Sunday, October 28, 2007

Bibliographic ER

No, I'm not sending libraries to the emergency room, although there are days when I feel like we're at that point. The ER in the title refers to Entity-Relationship, a way to look at data that emphasizes the general viewpoint that there are things, and those things exist in relation to each other.

In one sense, this is what we have done for over a century with our library data. The bibliographic records that we create have in them many relationships: Person authored Book; Publishing House published Book; Book is in Series; Book has Topics. Those relationships are implicit in our records, but the data isn't formatted in an entity-relationship model. Our records, instead, talk about the relationships but don't make it easy to give the various entities their own existence. So we create a record that contains:

Book title.
Place, publisher, date
Subject A
Subject B

The record represents all of the information about the book, but there is no record that represents all of the information about the author, or all of the information about the publisher, etc. Instead, those "entities" are buried in bibliographic records scattered throughout the file.

An E-R model would give each of these entities an identity on which you could hang information about the entity.

OK, I can't draw worth beans. But basically the idea is that authors, subjects, publishers, topics, all become entries in their own right. This means that you can add information to the author record or the series record, because they have their own place in the design. It also makes it easy to look at your data from many different points of view, while still retaining all of the richness of the relationships. So from the point of view of the person who is the illustrator in the book above, the bibliographic world may look like this:

This type of model is expressed in FRBR, but the E-R aspect of FRBR does not seem to be incorporated into RDA as it stands today. Instead, RDA appears to be aimed at creating the same flat structure that we have in library data today.

If you take a look at the OpenLibrary you will see that books get a page that is about the book, and authors get a separate page that is about the author. This is very simple, but it is also very important. It means that the catalog is no longer just a list of books with authors but can become a rich source of information about authors. You can add bios for authors, link to web sites about the author, launch a discussion group about a favorite author. Because the author is an entity, not just a data element in a record about the book, it becomes a potentially active part of your information system.

In the future, I hope that we can give life to many more entities in the OpenLibrary, and also that we can give them meaningful relationships between each other. This would mean taking a semantic web approach to library data. I don't have a clear picture of where we'll end up, but I'm glad that folks there are interested in experimenting. If you've already thought this through or have ideas in this direction, please step forward. I'd love to hear from you.

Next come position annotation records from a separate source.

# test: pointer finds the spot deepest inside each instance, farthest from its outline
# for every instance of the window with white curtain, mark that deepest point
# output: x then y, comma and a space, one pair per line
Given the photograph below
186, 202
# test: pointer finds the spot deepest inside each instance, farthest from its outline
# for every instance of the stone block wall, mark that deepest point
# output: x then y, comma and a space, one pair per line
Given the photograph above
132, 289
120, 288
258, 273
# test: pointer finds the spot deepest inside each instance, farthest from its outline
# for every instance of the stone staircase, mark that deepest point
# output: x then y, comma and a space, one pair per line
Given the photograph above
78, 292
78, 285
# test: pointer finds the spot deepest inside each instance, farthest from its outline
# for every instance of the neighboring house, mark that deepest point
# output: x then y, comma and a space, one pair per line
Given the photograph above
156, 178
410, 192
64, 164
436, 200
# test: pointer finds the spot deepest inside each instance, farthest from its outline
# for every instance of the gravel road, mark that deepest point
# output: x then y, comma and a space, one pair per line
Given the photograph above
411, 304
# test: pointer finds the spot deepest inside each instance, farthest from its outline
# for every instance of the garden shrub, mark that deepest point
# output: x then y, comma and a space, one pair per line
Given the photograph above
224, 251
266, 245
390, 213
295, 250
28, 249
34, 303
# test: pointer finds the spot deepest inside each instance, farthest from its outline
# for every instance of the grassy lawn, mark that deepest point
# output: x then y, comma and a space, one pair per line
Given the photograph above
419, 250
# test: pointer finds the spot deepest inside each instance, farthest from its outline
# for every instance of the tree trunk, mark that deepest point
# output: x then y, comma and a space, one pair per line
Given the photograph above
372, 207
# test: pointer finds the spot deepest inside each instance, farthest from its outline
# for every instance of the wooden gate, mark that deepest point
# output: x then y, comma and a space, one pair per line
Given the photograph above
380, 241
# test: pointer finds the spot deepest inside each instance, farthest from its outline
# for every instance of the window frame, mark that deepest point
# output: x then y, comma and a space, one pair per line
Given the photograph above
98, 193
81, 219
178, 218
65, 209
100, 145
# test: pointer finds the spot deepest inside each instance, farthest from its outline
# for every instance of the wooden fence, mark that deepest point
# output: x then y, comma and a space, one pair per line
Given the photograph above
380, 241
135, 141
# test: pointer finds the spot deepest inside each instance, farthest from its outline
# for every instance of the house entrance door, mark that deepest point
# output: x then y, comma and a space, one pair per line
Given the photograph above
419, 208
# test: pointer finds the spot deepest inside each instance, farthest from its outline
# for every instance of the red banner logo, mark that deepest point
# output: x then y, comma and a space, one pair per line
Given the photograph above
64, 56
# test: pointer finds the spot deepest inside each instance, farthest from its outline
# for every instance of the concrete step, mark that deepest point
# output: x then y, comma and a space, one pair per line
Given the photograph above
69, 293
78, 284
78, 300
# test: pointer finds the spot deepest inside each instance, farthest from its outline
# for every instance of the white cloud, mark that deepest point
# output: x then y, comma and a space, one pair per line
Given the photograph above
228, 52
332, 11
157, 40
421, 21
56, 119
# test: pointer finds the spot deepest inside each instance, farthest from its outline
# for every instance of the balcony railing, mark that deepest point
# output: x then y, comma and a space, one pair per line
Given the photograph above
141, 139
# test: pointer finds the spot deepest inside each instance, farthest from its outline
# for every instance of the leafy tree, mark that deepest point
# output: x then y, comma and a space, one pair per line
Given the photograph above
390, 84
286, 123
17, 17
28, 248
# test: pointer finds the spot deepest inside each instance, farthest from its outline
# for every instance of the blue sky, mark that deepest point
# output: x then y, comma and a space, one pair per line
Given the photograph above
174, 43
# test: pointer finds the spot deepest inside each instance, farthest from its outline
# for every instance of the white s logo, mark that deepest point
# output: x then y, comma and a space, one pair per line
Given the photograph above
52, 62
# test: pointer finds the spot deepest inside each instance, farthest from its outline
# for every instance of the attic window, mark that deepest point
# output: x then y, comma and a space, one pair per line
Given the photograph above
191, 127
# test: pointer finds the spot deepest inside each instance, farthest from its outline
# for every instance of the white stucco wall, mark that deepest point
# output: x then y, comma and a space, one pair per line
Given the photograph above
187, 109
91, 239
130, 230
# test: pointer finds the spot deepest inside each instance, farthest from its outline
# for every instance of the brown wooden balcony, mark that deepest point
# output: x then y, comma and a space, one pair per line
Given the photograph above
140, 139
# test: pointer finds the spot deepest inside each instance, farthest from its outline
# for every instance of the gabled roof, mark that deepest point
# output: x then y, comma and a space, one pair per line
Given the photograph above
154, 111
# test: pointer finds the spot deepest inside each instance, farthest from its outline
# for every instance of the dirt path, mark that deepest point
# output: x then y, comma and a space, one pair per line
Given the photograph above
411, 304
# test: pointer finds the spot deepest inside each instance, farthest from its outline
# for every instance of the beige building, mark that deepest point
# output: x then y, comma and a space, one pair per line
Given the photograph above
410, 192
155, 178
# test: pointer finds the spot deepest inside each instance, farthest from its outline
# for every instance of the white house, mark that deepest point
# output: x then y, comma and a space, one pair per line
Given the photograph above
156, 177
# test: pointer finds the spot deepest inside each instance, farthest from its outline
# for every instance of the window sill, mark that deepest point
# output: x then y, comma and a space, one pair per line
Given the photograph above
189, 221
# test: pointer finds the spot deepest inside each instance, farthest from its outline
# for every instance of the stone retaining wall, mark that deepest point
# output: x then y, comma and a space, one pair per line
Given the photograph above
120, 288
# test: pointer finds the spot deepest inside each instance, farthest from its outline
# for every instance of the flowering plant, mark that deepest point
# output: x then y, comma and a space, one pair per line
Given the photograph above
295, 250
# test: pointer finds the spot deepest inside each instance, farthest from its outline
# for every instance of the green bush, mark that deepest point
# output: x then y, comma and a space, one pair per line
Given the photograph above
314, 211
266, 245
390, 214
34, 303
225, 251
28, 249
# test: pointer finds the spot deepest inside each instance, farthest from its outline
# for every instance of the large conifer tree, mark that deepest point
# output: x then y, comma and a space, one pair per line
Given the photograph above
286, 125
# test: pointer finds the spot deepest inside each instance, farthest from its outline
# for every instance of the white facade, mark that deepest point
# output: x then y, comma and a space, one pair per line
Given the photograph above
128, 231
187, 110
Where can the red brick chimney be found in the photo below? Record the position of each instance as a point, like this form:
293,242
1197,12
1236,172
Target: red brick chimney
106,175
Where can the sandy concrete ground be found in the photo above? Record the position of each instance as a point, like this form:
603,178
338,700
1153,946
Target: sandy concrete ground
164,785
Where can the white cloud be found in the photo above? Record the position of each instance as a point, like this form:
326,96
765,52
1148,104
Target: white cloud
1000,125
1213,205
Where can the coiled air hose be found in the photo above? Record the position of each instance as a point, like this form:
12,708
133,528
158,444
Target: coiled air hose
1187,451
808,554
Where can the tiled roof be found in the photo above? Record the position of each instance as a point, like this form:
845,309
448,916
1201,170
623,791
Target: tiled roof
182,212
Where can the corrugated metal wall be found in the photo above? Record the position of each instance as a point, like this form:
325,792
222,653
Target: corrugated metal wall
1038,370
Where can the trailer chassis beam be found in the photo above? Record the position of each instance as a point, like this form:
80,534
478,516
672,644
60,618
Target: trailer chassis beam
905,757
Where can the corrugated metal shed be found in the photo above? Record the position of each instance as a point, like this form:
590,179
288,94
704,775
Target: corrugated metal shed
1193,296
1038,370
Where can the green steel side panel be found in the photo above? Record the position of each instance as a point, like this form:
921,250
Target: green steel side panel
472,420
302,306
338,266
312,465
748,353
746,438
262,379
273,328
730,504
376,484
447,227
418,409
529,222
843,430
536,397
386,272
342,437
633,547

Saturday, October 20, 2007

Great Minds...

As if in response to my post on name authorities, OCLC has come up with a version of the Virtual International Authority File (acronym VIAF). Type in "Fitzgerald, Michael" and you'll see that each name has associated with it what they are calling a "sample title." The titles are unattractive, being normalized forms, but still give you some idea of what each author has written, and you might be able to sort the Michael Fitzgerald who writes on XSL from the one who has written the guide to better business letters. At this point, that authority control has already determined that these are different people is incredibly valuable, where the value was much harder to see when all you had were names and dates.

Friday, October 12, 2007

Cataloging as Industry

Something pointed me to this paper by Alan Danskin of the British Library:
Tomorrow never knows: the end of cataloging?

It has some well-spoken statements about the great increase in materials, the need to collaborate better with others in the publishing supply chain, etc. But what really stood out for me was this:
The future of cataloguing depends on transforming the process from a craft into an industry.

He qualifies this by saying
This requires unambiguous identification at different levels of granularity to facilitate repurposing of metadata created at the different stages of the process of creating and publishing resources. It also means we may have to be less precious about some of our cherished practices.

I can't disagree with what he says here, but I must say that I have a different take on the idea of industrialization of cataloging, and that is that we should consider taking cataloging out of the library and giving it to others who will actually industrialize it. Just as we don't hand craft our own library shelves, and we don't hand craft our own library systems, perhaps we shouldn't be hand-crafting our own catalog records.

What I refer to here would probably come under the rubric of "outsourcing," some of which already takes place, especially for works in less common or more difficult languages. But what if, just what if, someone could develop a cataloging service that was cheaper than what libraries can do themselves, and had comparable quality? Is there any reason why we shouldn't go for it?